Говорил великий магистр. В сопровождении пажа он сошел вниз по лестничному пролету с высокой стены Сент-Анджело и остановился взглянуть на последствия подземного сражения. Глаза его не упускали ни одной мелочи. Воины поклонились, понимая, что их поступок можно было счесть либо неподчинением приказам, либо инициативным шагом, насчет чего окончательное решение оставалось за Ла Валеттом. Они также заметили, что магистр оперся на меч сильнее обычного.
— У вас нюх на врагов, месье Гарди.
— Солдатское чутье, ваша светлость.
— Как оказалось, острое. Однако вы скрыли от меня угрозу, не предупредив ни единого члена военного совета, ни бейлифа Сент-Анджело.
— Я не хотел тревожить вас обычными подозрениями, сир.
— Которых оказалось достаточно, чтобы поднять ваших людей и развернуть здесь оборону?
— Они привыкли к моим причудам, сир.
— Я удивлен, что они еще не устали от них. А ты, мавр? Ты тоже замешан?
— Мои опасения послужили причиной для приготовлений, Жан Паризо.
— И вправду разношерстная компания. — Ла Валетт обвел взглядом собравшихся. — Мавр, мой племянник и наемник со своим отрядом. Много ли убитых?

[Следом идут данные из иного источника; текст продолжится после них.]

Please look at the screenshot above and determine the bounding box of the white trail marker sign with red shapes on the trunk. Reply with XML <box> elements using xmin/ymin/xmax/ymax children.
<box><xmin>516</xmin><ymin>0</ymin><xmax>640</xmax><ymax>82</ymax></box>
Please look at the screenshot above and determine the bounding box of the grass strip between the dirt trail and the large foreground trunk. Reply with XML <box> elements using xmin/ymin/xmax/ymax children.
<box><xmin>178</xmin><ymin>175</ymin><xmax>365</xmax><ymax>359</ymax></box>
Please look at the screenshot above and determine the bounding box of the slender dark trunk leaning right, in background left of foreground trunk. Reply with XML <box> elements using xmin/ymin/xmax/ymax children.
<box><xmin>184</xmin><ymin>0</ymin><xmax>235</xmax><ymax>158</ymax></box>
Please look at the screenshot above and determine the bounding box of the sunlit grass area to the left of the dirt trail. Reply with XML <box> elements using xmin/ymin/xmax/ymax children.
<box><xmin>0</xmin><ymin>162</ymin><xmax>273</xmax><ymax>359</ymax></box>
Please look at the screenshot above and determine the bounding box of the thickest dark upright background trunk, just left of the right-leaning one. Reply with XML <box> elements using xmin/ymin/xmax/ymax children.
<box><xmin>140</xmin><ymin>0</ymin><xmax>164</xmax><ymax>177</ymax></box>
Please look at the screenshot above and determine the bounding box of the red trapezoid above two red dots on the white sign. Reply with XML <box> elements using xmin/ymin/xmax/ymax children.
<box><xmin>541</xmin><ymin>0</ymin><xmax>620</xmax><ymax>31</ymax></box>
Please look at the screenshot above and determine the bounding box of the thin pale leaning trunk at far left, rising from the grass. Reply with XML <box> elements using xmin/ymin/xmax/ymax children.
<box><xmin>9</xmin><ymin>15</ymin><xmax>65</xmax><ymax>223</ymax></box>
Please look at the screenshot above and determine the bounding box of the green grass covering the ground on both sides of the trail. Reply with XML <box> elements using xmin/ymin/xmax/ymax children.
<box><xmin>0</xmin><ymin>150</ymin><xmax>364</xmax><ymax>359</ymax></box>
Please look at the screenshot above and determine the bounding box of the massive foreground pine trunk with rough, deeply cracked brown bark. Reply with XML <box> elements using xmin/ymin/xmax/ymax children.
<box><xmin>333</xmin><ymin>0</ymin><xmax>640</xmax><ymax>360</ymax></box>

— Несколько сотен вражеских воинов, сир. Большинство из числа галерных рабов.
— Хорошо, что у нас нет галер, на которых они могли бы грести, а также удачно, что вы сократили количество голодных ртов.
Анри прочистил горло.
— Вы не сердитесь, сир?
— Я уступаю вашему рвению, Анри.
Магистр не удостоил их улыбки, но его суровая строгость рассеялась, а ледяная отчужденность сменилась прохладной сдержанностью. Это походило на своего рода благословение. Гарди заметил блеск в глазах Ла Валетта. Он означал изумленную снисходительность, ту же искаженную доброжелательность, которую магистр всегда демонстрировал. Они получили прощение. События еще могут пойти по их плану, если только Ла Валетту удастся выжить и избежать ядовитых когтей предателя.
— Враг хитрит и изворачивается, ваша светлость.
— Пока нам удавалось разгадать его замыслы, месье Гарди. Как при обороне палисада, так и в подземелье. Кто знает, что еще на уме у сарацин?..
«Ваша гибель», — подумал Кристиан.
— Какой бы вызов они ни бросили, мы его примем, сир.
— Вижу. Но турки учатся на своих ошибках. Они будут наносить редкие удары, ослаблять нас и крушить ядрами с безопасного расстояния, пока мы не начнем ползать в пыли.
— Терпение турок иссякнет.
— И тогда они направят сюда все войска и все адские боевые машины. — На мгновение Ла Валетт словно заглянул куда-то далеко, в глубины собственной души. — Возможно, твой совет верен, Анри. Я перенесу ставку в сердце Биргу.
— Народ будет только рад, сир.
— Так и быть. Готовьтесь, господа. Впереди у нас еще много дел.
Великий магистр и паж удалились. Нечто в поступи Ла Валетта напоминало походку старца, указывая на скрываемую боль. Мышьяк делал свое черное дело. Гарди поймал взгляды Анри и мавра. Без доказательств они были обычными паникерами, которые искали призрака и могли быть либо осмеяны, либо взяты под стражу. В этих обстоятельствах сам разговор об измене мог быть расценен как измена.
— Ты слышал своего дядю, Анри. Он перебирается в Биргу. Это продлит его жизнь и наши поиски.
— Или время истечет для одного и другого.
Приор Гарза молился и истекал кровью. Он бичевал себя изо всех сил, бормоча фразы по-латыни и вздрагивая от боли и удовольствия при каждом ударе узловатого хлыста. Зрелище было не из приятных и не предназначалось для глаз посторонних, ибо самобичевание считалось весьма интимным занятием. Веревка резанула, открылся новый рубец. Таково искупление, возможность испытать страдания самого Христа, изгнать нечестивые помыслы, высечь бренную плоть и предаться духовному.